This point is inherent in my arguments about matter budgeting - as set out in the article on the Resources page, and also flows from my analysis of the human cognitive biases inherent in generic planning - see other Blog post.
However, I still find when I go to law firms to talk about this subject that I meet the Global Director of Pricing (not costing) and they all talk about the difficulty of pricing (not costing)
They still don't get it. Pricing is easy, pricing is a doddle, anyone can do it - the client will help you out here - the problem is not pricing, it is costing. Costing is not easy, costing actually is hard - and what is more lawyers are even worse at it than ordinary humans.
First - scope - identify what the client needs
Second - cost it - work out how many of what resources you will need to meet that need
Third - price it - what will the client pay
And you must do it in that order. If you it work out backwards from what the client wants to pay, your innate cognitive biases will tend to push you to 'miraculously' find that you can just do the job for the client's price.

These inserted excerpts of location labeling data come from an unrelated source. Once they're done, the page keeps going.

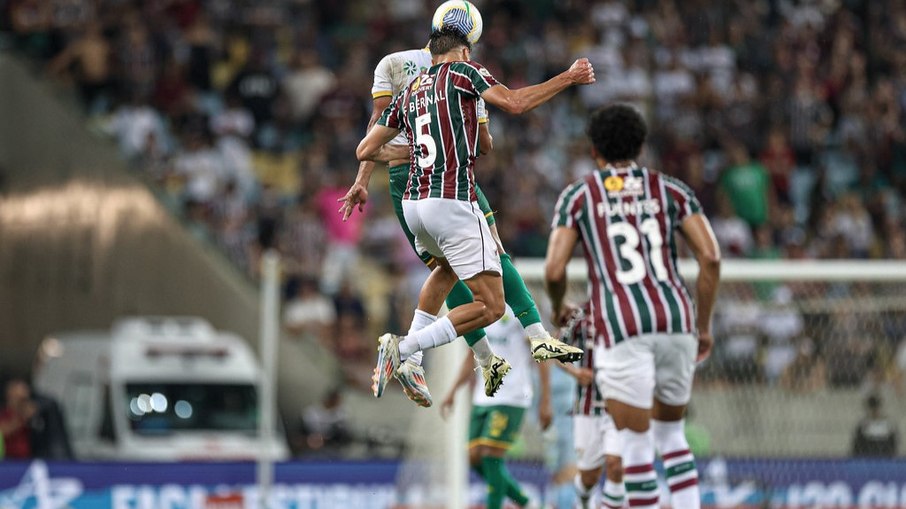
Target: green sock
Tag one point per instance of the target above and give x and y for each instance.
(493, 470)
(479, 469)
(516, 294)
(459, 295)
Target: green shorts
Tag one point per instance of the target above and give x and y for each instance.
(495, 426)
(399, 177)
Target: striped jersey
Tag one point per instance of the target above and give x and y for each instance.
(438, 112)
(589, 399)
(626, 219)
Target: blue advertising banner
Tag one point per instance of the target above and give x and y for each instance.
(749, 483)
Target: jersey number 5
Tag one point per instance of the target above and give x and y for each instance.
(629, 252)
(426, 143)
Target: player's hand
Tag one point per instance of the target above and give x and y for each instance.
(565, 314)
(357, 196)
(581, 72)
(545, 415)
(446, 406)
(705, 344)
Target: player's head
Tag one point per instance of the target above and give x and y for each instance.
(447, 40)
(617, 132)
(461, 15)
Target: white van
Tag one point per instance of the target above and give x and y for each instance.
(157, 389)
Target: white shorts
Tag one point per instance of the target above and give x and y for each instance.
(595, 437)
(642, 368)
(455, 230)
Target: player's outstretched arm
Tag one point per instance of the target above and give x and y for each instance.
(697, 231)
(559, 249)
(357, 195)
(373, 146)
(485, 140)
(525, 99)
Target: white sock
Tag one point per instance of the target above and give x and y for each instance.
(482, 351)
(583, 492)
(614, 493)
(421, 320)
(438, 333)
(679, 463)
(639, 474)
(536, 330)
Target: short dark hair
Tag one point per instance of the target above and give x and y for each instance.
(617, 132)
(447, 39)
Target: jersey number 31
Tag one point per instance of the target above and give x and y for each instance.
(425, 141)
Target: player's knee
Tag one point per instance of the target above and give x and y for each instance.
(496, 309)
(614, 467)
(589, 478)
(475, 456)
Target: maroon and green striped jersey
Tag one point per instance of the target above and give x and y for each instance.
(438, 113)
(627, 219)
(579, 333)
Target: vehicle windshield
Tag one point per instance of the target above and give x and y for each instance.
(161, 408)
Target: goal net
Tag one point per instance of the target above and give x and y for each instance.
(801, 347)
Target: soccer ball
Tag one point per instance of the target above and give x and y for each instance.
(461, 15)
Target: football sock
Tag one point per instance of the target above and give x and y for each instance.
(565, 496)
(438, 333)
(679, 463)
(517, 295)
(493, 475)
(483, 352)
(421, 320)
(513, 490)
(614, 493)
(535, 330)
(459, 295)
(639, 474)
(583, 492)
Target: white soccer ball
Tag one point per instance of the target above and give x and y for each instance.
(461, 15)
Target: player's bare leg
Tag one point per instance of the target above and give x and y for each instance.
(634, 425)
(544, 346)
(668, 428)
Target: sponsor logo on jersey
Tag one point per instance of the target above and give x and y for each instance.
(613, 183)
(624, 186)
(629, 208)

But many lawyers do actually do it in the wrong order. It is the same wrong-headed thinking that makes a lawyer working in fixed price markets say that there is no reason for them to record their time any more. Of course they should! This is still the major element of their costs. Without good time recording, matter management and profitability analysis - which compares historically how much something actually cost, as opposed to what they thought it would cost i.e. realisation - how can anyone expect to work out at what price to fix their fixed cost work?
What many lawyers, including partners, really need is financial/commercial training to really understand the difference between cost and price - that which we call profit.